In summary, femtosecond-laser micromachining of glass substrates is a very promising technique for fabricating optofluidic devices. In particular, on-chip detection using femtosecond-laser-written waveguides can overcome the present limitation of microfluidic devices coupled to macroscopic bulk optical-detection systems. Compared with traditional microfabrication techniques, the approach provides some striking advantages. It is maskless, so that there is no need for clean rooms, while it also has unique 3D capabilities and provides both photonic and fluidic components. Our future work will focus on fabrication of interferometers in LOCs to provide label-free sensing and development of monolithic devices for cell sorting and optical analysis.

This work was funded by the European Commission's 6th Framework Programme–Specific Targeted Research Projects (STREP), contract IST-2005-034562: Hybrid Integrated Biophotonic Sensors Created by Ultrafast laser Systems (HIBISCUS).

Roberto Osellame, Rebeca Martínez Vázquez
Istituto di Fotonica e Nanotecnologie – Consiglio Nazionale delle Ricerche (IFN-CNR)
Milano, Italy

Roberto Osellame is a research associate. He is also a contract professor at the Politecnico di Milano, Italy. His scientific interests include nonlinear and integrated optics, optical communications, femtosecond-laser micromachining, and LOC technologies. He is the coordinator of the European Commission project microFLUID, which focuses on femtosecond-laser LOC microfabrication in polymers.

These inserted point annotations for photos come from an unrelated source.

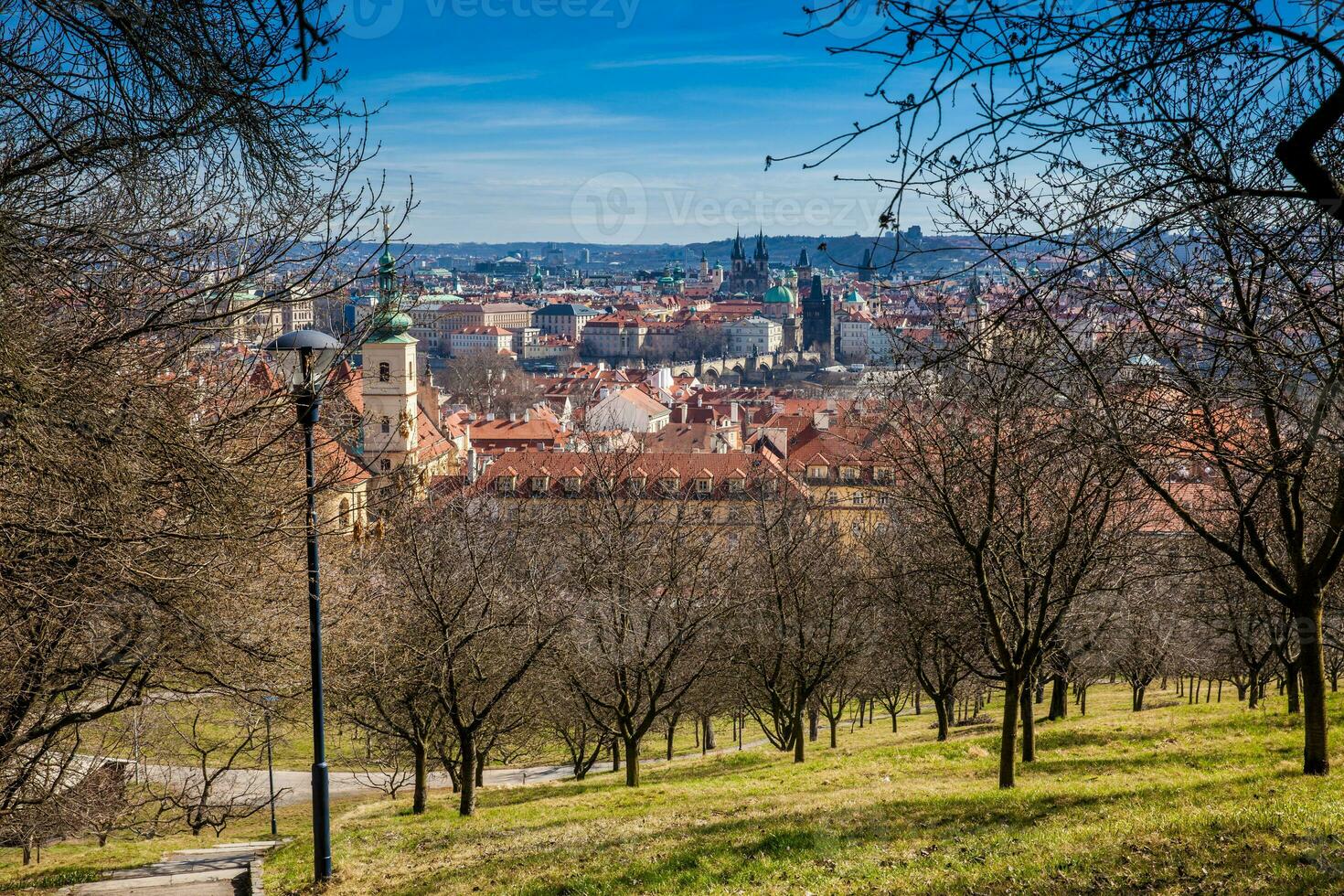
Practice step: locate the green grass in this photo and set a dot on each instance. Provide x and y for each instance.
(1175, 799)
(1172, 799)
(82, 860)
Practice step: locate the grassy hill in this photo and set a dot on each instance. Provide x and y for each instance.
(1174, 799)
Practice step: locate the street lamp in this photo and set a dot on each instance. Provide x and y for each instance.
(305, 357)
(271, 766)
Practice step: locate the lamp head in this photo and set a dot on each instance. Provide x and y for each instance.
(305, 357)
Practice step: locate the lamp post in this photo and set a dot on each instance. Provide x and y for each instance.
(271, 769)
(305, 357)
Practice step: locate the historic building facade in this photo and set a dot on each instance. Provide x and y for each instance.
(750, 275)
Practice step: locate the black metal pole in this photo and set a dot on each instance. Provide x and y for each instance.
(271, 776)
(308, 407)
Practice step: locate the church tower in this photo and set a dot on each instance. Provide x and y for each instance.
(389, 375)
(740, 262)
(817, 326)
(804, 271)
(763, 263)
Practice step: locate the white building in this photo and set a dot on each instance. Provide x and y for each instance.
(481, 340)
(629, 409)
(754, 335)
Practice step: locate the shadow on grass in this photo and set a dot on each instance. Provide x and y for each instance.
(738, 850)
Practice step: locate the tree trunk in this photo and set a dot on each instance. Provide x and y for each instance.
(421, 781)
(1295, 703)
(941, 709)
(632, 762)
(1312, 661)
(1008, 741)
(1029, 729)
(466, 802)
(1058, 698)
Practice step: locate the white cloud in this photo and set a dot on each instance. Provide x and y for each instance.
(695, 60)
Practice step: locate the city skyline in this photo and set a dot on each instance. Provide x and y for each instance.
(609, 121)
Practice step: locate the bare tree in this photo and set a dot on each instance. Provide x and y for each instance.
(803, 617)
(160, 162)
(1031, 507)
(1172, 168)
(651, 579)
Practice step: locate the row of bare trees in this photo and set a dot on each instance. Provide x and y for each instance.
(1163, 176)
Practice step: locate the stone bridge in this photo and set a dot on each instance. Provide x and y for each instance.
(711, 368)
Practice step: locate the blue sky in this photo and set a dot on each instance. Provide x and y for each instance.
(611, 120)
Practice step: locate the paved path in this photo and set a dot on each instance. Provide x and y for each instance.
(226, 869)
(294, 786)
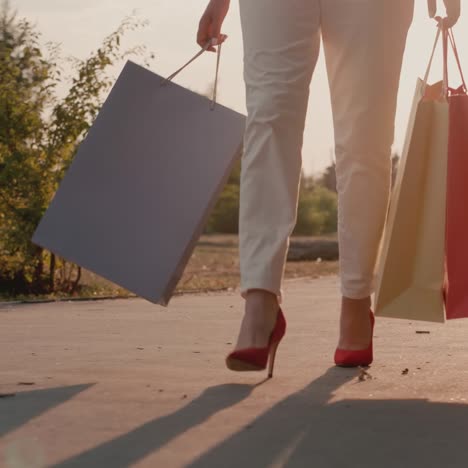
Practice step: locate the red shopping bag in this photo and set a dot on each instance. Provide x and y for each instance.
(456, 284)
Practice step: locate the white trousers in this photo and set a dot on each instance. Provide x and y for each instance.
(364, 41)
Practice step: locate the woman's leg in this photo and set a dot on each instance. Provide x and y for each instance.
(281, 46)
(364, 41)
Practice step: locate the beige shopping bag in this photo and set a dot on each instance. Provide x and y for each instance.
(143, 183)
(410, 269)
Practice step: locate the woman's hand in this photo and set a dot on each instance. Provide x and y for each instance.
(453, 8)
(211, 22)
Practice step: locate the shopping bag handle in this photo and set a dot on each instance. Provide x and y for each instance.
(451, 38)
(447, 36)
(210, 43)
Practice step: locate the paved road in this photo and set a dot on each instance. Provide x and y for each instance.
(126, 383)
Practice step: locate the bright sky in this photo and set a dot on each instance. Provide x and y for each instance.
(80, 26)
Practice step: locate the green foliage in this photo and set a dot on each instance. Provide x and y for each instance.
(225, 215)
(39, 134)
(317, 212)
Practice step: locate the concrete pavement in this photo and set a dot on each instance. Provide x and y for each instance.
(125, 383)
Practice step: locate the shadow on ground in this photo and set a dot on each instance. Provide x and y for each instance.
(304, 430)
(16, 411)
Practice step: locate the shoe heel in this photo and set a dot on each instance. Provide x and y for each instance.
(271, 359)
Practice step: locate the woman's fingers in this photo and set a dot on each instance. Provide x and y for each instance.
(453, 8)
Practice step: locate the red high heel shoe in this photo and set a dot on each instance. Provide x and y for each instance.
(254, 359)
(355, 358)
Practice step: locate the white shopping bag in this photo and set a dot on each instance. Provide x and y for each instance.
(141, 187)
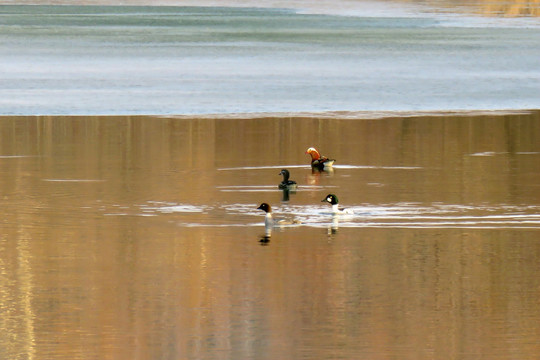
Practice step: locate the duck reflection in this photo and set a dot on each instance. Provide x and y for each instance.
(334, 226)
(314, 177)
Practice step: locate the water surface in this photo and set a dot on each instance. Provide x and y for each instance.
(138, 237)
(199, 60)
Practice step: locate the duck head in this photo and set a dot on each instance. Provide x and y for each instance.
(315, 154)
(330, 198)
(265, 207)
(285, 174)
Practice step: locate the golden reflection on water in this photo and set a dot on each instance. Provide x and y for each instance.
(506, 8)
(89, 270)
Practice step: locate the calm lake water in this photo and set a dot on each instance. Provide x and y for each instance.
(95, 60)
(138, 238)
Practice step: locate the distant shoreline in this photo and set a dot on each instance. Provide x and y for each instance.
(338, 115)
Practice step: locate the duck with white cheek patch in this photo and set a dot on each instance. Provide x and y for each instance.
(333, 200)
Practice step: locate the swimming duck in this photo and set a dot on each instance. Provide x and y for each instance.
(319, 161)
(333, 200)
(286, 184)
(269, 221)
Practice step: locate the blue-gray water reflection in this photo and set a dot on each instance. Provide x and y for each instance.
(194, 60)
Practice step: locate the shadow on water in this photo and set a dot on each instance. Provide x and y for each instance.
(145, 230)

Rebeca Martínez Vázquez studied physics at the Autónoma University of Madrid, Spain, where she also obtained her PhD. Since 2005 she has been a contract researcher at the IFN-CNR. Her research interests include crystal growth, solid-state physics, material science, integrated optics, and—more recently—biophotonics.

Roberta Ramponi, Giulio Cerullo
Dipartimento di Fisica
Politecnico di Milano
Milano, Italy

Roberta Ramponi is a full professor of both physics and micro- and nano-optics. Her research activities include integrated and nonlinear optics, and photonic devices for applications to telecommunications, and to biomedical and environmental sensing. She was president of the European Optical Society from 2006 to 2008.

Giulio Cerullo is an associate professor of physics. His research interests concern the generation of few-optical-cycle light pulses, their application to time-resolved spectroscopy, and femtosecond-laser microstructuring of materials. He is the coordinator of the European Commission project HIBISCUS, set up around the integration of femtosecond-laser-written waveguides on LOC devices.